In this document, we describe the modules of our CAB approach that we have implemented in Hadoop 2.7.3.

Prior to use the CAB, you should create below folders (alternatively, you should change the address of files that CAB creates to your own desired ones). CAB uses them for communication between its modules:

/usr/local/hadoop/ApproxCapping
/usr/local/hadoop/JobFinishTime
/usr/local/hadoop/JobsLog

Now, we describe each module of CAB:

1. CAB_ApproximateResult

After compiling the project, a jar in “dist” folder named hadoop-mapreduce-client-core-2.7.3.jar is created. You should replace this jar file with a jar file with the same name in below address:

/usr/local/hadoop/share/hadoop/mapreduce/

The CAB_ApproximateResult is responsible for calculating the partial result obtained by executing a subset of tasks instead of all of them. By default, when some tasks of job are not completed, the Hadoop would throw some error messages and won’t calculate the result at all. But we have modified this module to let it calculate approximate result. To implement it, we have modified the below java file:

org.apache.hadoop.mapreduce.task.reduce. ShuffleSchedulerImpl.java

Only a few lines of this file are changed which are designated by //CAB comment in front of them. In ShuffleSchedulerImpl.java, we read the number of tasks that are killed from a file named job_id_KilledCounter.txt and adjust some parameters based on that to make sure that Hadoop returns the partial result. By default, Hadoop expects all the tasks to be finished, and hence, tries to read their output. But, we modify the number of tasks that Hadoop should read their output, based on the number of killed tasks we obtain from job_id_KilledCounter.txt

Another module of CAB called CAB_Sampler_ProgressRateEstimation_ApproximationController is responsible for creating the job_id_KilledCounter.txt file and write number of killed tasks in it. We discuss this module in the following.

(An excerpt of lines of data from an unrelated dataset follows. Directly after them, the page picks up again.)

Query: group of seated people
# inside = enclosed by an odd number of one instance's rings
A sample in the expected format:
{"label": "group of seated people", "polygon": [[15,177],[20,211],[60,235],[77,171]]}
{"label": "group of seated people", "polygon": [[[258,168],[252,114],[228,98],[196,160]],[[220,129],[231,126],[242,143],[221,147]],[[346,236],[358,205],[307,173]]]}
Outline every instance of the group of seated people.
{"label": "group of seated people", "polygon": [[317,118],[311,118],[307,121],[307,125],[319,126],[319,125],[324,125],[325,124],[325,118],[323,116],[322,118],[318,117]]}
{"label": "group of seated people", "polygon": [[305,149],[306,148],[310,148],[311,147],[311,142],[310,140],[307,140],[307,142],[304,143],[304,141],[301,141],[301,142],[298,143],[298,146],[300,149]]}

2. CAB_Sampler_ProgressRateEstimation_ApproximationController

After compiling the project, a jar in “dist” folder named hadoop-mapreduce-client-app-2.7.3.jar is created. You should replace this jar file with a jar file with the same name in below address:

/usr/local/hadoop/share/hadoop/mapreduce/

This module has several responsibilities: First, it does the sampling to estimate the progress rate of jobs. After that, it estimates the finish time of job. To implement these functionalities, we have added some lines to below java file:

org.apache.hadoop.mapreduce.v2.app.job.impl.JobImp.java

Lines 884 to 917 do the sampling, progress rate calculation, and job finish time estimation. After that, it writes those to a file called job_id_progress.txt . The resource allocator module of CAB uses this information. We will later discuss about this module. Another responsibility of this module is to monitor the execution time and executed tasks of job, and terminates the job before it completes its tasks, if necessary. It happens in lines 958 to 1005 of JobImp.java file.

3. CAB_ResourceAllocator

After compiling the project, a jar in “dist” folder named hadoop-yarn-server-resourcemanager-2.7.3.jar is created. You should replace this jar file with a jar file with the same name in below address:

/usr/local/hadoop/share/hadoop/yarn/

First of all, we have added JobInformation.java file to below path. It is responsible for storing the information about each running job

org.apache.hadoop.yarn.server.resourcemanager.scheduler.fair

But, the most functionality of this module is implemented in the file FairScheduler.java in the same above path. In this we have implemented several functions. The most important one is the decisionPhase() function which is responsible for allocating resources to queues (or jobs). The decisionPhase() function implements the CAB_allocator algorithm.

4. Benchmarks

We have modified four benchmarks (WordCount, WordMean, TopN and Pi) in BenchmarksHadoop2Examples project. These applications can be submitted by indicating their deadline and minimum required number of tasks.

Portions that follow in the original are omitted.